Fr Andrew Hamilton SJ 5 May 2024

The Week of Prayer for Christian Unity, (12-19 May in the southern hemisphere) is an opportunity for Catholics to take up Pope Francis’ challenge to go out to the edges of the Catholic Church and engage with all to whom Christ came.

The Week of Christian Unity runs against the cultural tide. In our times all the energy now seems to lie with division – in politics, in religion, in culture and in international relations. Sixty years ago the cause of unity was in the ascendant. People were full of hope for the end of the Cold War, the making of peace, the end of hostilities and the reconciliation of differences.

Within the Catholic Church, especially, that hope gave great energy to the movement for church unity. Catholics had come relatively slowly to the ecumenical table. The roots of the movement for unity lay in the late 19th century at a time of vigorous missionary activity by European and American churches. Those involved had begun to realise how far their rivalry and exclusive claims for their own churches weakened their individual efforts. The non-Christians among whom they worked were also deterred by the contradiction observed in people in conflict with one another who preached a Gospel of peace and unity.

The Week for Christian Unity was one of many initiatives aimed at healing the divisions of the past, restoring unity among Christians, and praying and cooperating with one another. Together, they became known as the ecumenical movement. Attitudes towards the movement among church leaders and members were ambivalent: in favour in theory but cautious in practice.

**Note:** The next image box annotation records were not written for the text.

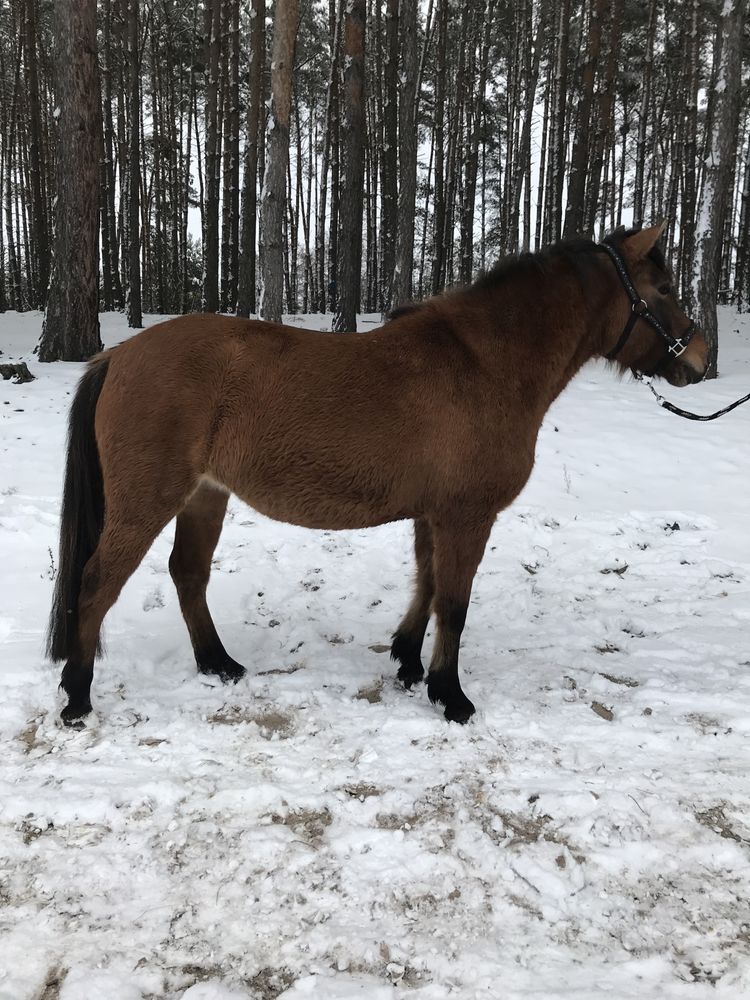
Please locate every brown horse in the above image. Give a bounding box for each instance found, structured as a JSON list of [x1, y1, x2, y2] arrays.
[[48, 227, 706, 723]]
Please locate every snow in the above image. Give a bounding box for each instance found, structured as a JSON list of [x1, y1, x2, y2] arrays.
[[0, 310, 750, 1000]]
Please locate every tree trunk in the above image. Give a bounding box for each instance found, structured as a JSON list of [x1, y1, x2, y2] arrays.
[[203, 0, 221, 312], [333, 0, 368, 333], [26, 0, 49, 307], [260, 0, 299, 322], [380, 0, 403, 312], [563, 0, 605, 238], [392, 0, 418, 306], [691, 0, 744, 378], [39, 0, 102, 361], [237, 0, 266, 316], [125, 0, 143, 328]]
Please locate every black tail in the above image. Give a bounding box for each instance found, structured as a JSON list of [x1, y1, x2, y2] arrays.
[[47, 358, 109, 660]]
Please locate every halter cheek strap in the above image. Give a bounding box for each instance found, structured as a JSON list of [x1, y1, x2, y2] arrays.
[[597, 243, 695, 361]]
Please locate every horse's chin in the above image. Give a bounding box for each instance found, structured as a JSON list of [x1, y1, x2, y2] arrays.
[[660, 361, 706, 389]]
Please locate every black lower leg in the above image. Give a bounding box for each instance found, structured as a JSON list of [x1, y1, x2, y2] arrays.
[[427, 604, 476, 723], [391, 624, 427, 691], [193, 629, 246, 684], [391, 518, 435, 690], [60, 658, 94, 726]]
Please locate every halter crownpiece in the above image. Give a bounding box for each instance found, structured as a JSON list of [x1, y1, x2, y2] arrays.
[[596, 243, 695, 361]]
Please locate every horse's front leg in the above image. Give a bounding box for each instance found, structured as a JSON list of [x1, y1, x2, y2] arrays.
[[391, 518, 435, 689], [427, 517, 494, 722]]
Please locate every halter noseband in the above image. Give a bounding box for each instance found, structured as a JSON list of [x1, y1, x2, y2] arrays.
[[597, 243, 695, 361]]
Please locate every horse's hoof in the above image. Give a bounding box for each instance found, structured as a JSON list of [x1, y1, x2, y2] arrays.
[[198, 655, 247, 684], [391, 632, 424, 691], [219, 660, 247, 684], [60, 701, 91, 729], [396, 664, 424, 691], [443, 694, 476, 726], [427, 674, 476, 725]]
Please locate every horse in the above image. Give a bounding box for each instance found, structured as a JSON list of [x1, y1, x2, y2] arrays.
[[47, 226, 707, 726]]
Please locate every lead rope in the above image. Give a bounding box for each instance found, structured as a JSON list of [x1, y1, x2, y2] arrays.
[[635, 372, 750, 420]]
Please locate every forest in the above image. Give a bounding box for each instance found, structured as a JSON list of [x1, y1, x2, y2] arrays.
[[0, 0, 750, 370]]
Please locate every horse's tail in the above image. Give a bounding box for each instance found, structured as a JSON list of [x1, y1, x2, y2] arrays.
[[47, 354, 109, 660]]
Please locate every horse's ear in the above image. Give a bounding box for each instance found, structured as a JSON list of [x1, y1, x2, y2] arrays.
[[623, 220, 667, 260]]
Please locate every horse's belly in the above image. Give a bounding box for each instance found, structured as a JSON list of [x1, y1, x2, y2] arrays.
[[227, 461, 414, 530]]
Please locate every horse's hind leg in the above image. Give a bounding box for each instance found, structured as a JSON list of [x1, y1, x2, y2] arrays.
[[427, 518, 492, 722], [391, 518, 435, 689], [169, 482, 245, 681], [60, 510, 174, 725]]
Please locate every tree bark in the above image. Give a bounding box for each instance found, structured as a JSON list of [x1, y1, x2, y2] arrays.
[[260, 0, 299, 322], [39, 0, 102, 361], [690, 0, 744, 378], [333, 0, 367, 333], [392, 0, 420, 306], [237, 0, 266, 316]]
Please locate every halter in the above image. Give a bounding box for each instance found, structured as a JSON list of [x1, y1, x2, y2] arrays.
[[596, 243, 695, 361]]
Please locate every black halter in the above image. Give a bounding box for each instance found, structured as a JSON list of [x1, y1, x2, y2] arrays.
[[597, 243, 695, 361]]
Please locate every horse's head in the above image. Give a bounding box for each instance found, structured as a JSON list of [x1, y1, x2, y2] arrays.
[[602, 223, 708, 386]]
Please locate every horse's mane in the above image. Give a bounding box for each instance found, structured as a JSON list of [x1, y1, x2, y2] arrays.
[[388, 226, 667, 320]]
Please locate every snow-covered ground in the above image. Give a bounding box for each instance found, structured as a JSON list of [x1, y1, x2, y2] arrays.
[[0, 311, 750, 1000]]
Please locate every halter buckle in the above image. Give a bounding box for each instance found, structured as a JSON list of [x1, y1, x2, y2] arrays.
[[667, 337, 688, 358]]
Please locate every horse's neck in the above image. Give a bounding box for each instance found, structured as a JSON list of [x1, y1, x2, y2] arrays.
[[482, 269, 601, 411]]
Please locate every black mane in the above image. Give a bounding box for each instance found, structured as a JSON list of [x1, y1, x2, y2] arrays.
[[387, 226, 668, 321]]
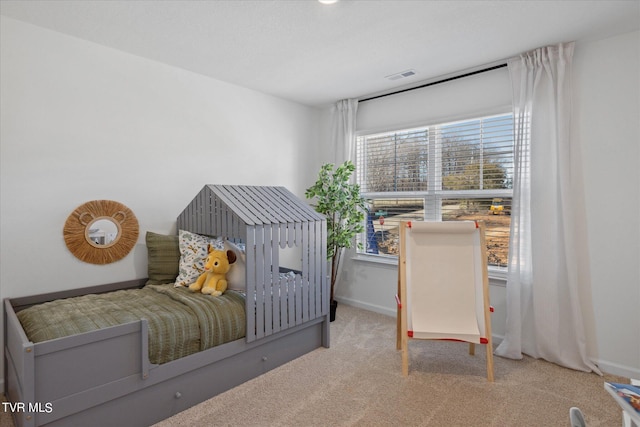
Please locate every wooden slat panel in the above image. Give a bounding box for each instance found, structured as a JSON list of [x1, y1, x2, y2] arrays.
[[245, 227, 258, 342]]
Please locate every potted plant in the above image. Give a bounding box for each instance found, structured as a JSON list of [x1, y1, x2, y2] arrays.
[[305, 160, 366, 321]]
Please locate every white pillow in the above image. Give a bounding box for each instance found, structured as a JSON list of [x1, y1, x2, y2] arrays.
[[224, 239, 247, 291], [174, 230, 223, 287]]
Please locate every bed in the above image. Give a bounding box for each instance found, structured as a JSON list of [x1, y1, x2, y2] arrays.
[[4, 185, 329, 426]]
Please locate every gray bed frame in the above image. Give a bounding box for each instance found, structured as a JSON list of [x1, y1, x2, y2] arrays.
[[4, 185, 329, 427]]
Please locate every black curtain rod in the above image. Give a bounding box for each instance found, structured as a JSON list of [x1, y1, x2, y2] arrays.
[[358, 63, 507, 103]]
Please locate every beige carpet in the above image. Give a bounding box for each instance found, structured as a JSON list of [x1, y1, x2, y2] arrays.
[[0, 305, 627, 427]]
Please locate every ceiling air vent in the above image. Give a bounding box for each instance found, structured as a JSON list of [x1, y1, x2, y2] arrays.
[[385, 70, 416, 80]]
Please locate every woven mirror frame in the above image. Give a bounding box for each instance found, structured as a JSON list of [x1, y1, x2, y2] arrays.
[[63, 200, 139, 264]]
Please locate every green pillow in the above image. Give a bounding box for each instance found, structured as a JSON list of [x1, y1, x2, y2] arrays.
[[146, 231, 180, 285]]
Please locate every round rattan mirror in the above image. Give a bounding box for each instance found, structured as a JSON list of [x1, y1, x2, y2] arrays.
[[63, 200, 138, 264]]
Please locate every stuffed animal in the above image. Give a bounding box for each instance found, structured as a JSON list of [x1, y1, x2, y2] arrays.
[[189, 245, 236, 297]]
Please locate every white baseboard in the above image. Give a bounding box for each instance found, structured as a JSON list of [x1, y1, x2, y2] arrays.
[[336, 297, 397, 317], [592, 360, 640, 378]]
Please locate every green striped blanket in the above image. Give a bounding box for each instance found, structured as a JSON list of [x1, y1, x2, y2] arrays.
[[17, 284, 246, 364]]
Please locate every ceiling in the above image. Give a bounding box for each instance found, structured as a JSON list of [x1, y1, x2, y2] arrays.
[[0, 0, 640, 106]]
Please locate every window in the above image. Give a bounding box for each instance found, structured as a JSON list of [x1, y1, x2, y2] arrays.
[[356, 114, 513, 267]]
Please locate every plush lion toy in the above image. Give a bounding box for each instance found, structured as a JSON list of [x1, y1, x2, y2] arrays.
[[189, 245, 236, 297]]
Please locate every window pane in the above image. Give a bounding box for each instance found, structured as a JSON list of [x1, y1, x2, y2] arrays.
[[356, 114, 514, 267], [442, 197, 511, 267], [437, 116, 513, 191], [357, 129, 429, 192], [360, 199, 424, 256]]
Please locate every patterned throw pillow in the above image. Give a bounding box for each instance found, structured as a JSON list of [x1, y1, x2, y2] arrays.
[[175, 230, 224, 287], [145, 231, 180, 285]]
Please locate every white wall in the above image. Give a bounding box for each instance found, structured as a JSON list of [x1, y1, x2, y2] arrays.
[[0, 17, 321, 382], [573, 31, 640, 378], [337, 32, 640, 378]]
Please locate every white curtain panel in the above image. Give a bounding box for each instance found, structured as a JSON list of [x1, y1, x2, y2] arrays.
[[496, 43, 600, 373], [331, 99, 358, 165]]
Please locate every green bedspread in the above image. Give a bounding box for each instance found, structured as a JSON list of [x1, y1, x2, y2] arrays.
[[17, 284, 246, 364]]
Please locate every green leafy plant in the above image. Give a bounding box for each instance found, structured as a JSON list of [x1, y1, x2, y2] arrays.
[[305, 160, 366, 302]]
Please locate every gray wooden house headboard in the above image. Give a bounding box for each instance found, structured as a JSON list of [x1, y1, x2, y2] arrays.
[[177, 185, 329, 342]]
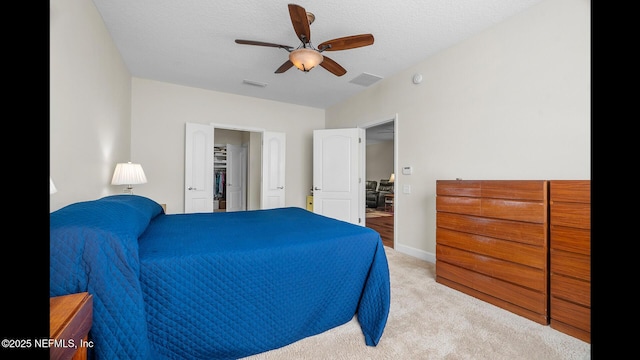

In the Catholic Church the initial attitude to the ecumenical movement was generally suspicious. It was seen to downplay the vital importance of unity of belief. It risked giving the impression that all churches were equally valid, so failing to recognise that the true Church already existed in the Catholic Church. In the Second Vatican Council, however, disunity among Christians was seen as a scandal, the many elements shared with other churches were recognised, and the urgency of church unity was stressed. Catholic leaders and theologians joined their fellows in other churches in seeking common ground on disputed points of doctrine and practice. Local congregations of different churches prayed together and sought to cooperate on common projects. Roman statements, however, mixed encouragement with fear that differences would be neglected and that many Catholics might believe and act as if all churches were the same.

More recently, the passion for Christian unity has waned as church congregations have declined, the place of churches in society has diminished, and churches have become more preoccupied with their own identity and questions of governance. The Catholic Church, too, has become rightly focused on the reality and response to clerical sexual abuse of children.

For an increasing number of Christians church allegiance is seen as part of personal history rather than as a commitment to an authoritative tradition. As all churches cope with more limited resources, too, there is less energy or enthusiasm for deepening relationships with other churches.

Pope Francis has challenged that inwards-turned vision of Church. He has encouraged Catholics to go out to the edges of the Catholic Church to engage with disengaged members of the church, Christians in other churches, people of all churches and none, who suffer from poverty and discrimination, and to all to whom Christ came.

This broad sense of mission invites an ecumenism in which members and congregations of different churches reach out beyond their doors into the world around them and its needs. That mission will lead to the building of friendships, the enrichment of faith and the moving beyond old prejudices. All these things, of course, are based in faith and prayer.

The Week of Christian Unity remains central in encouraging faith.